Pulmonary Hypertension Treatment: Endothelin Receptor Antagonists

  • Endothelin is a vasoconstricting peptide produced by the endothelium.
  • Endothelins act on 2 subtypes of receptors: ETA and ETB.
  • Most of the effects are mediated through ETA receptors present in vascular smooth muscle and other tissues.
  • ETA activation leads to potent vasoconstriction, vascular smooth muscle proliferation, cardiac hypertrophy, and blood pressure elevation.
  • Increased endothelin production is implicated in various CVS diseases, including primary pulmonary hypertension, cardiac hypertrophy, heart failure, atherosclerosis, and coronary artery disease.
  • Bosentan is an orally active nonselective blocker of both ETA and ETB receptors.
  • Ambrisentan is a selective ETA blocker.
  • Both bosentan and ambrisentan treat pulmonary hypertension.
  • Side effects include increased liver enzymes which can cause liver damage.
  • Patients must have monthly liver function tests when taking these drugs.

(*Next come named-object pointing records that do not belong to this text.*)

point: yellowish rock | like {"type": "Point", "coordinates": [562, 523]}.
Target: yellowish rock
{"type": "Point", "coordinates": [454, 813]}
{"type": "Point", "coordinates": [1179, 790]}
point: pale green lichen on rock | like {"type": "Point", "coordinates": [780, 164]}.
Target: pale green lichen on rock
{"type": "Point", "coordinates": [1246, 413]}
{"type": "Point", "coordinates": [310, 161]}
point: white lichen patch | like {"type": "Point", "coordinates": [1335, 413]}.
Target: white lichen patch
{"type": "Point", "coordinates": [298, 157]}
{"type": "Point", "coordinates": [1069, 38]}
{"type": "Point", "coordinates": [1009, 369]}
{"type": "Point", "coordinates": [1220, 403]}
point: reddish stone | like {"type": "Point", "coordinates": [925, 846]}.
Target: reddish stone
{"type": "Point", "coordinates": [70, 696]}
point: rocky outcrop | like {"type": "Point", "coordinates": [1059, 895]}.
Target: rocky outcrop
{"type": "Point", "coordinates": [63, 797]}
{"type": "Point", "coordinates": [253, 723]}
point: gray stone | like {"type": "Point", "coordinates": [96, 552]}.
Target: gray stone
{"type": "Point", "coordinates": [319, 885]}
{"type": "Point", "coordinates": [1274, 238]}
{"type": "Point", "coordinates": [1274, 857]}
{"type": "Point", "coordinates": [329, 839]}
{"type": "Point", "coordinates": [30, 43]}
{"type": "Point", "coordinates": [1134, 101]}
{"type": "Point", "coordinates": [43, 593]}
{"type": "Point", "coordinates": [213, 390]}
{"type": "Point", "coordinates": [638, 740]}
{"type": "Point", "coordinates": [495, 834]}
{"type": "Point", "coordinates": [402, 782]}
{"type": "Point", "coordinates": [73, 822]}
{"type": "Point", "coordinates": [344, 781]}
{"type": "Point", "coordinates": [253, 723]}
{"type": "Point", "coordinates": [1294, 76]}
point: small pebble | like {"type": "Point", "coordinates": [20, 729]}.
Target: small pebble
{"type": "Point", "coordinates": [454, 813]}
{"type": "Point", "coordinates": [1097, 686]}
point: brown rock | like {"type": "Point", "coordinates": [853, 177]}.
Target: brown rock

Pulmonary Hypertension Treatment: Soluble Guanylate Cyclase Stimulators

  • Pulmonary hypertension pathophysiology includes endothelial dysfunction, resulting in insufficient stimulation of the NO-sGC-cGMP pathway.
  • Endogenous NO levels are reduced in patients with pulmonary arterial hypertension (PAH).
  • Riociguat has a dual mode of action. It acts in synergy with endogenous nitric oxide.
  • It directly stimulates soluble guanylate cyclase independently of nitric oxide availability.
  • This inhibits the entrance of Ca2+ into the cell. This means the cell cannot contract, resulting in vasodilation

Riociguat Properties and Side Effects

  • Riociguat is rapidly absorbed, displays almost complete bioavailability (94.3%), and can be taken with or without food, as crushed or whole tablets.
  • The half-life of riociguat is approximately 12 h in patients and approximately 7 h in healthy individuals.
  • Riociguat and its metabolites are excreted via both renal and biliary routes.
  • Dose adjustment should be performed with particular care in patients with moderate hepatic impairment or mild to severe renal impairment.
  • Riociguat has a low risk of clinically relevant drug interactions due to its clearance by multiple cytochrome P450 (CYP) enzymes and its lack of effect on major CYP isoforms and transporter proteins at therapeutic levels.
  • Overall, riociguat has been well tolerated.
  • The most common adverse effects are headache, dizziness, dyspepsia, peripheral oedema, nasopharyngitis, nausea, vomiting, diarrhoea and hypotension.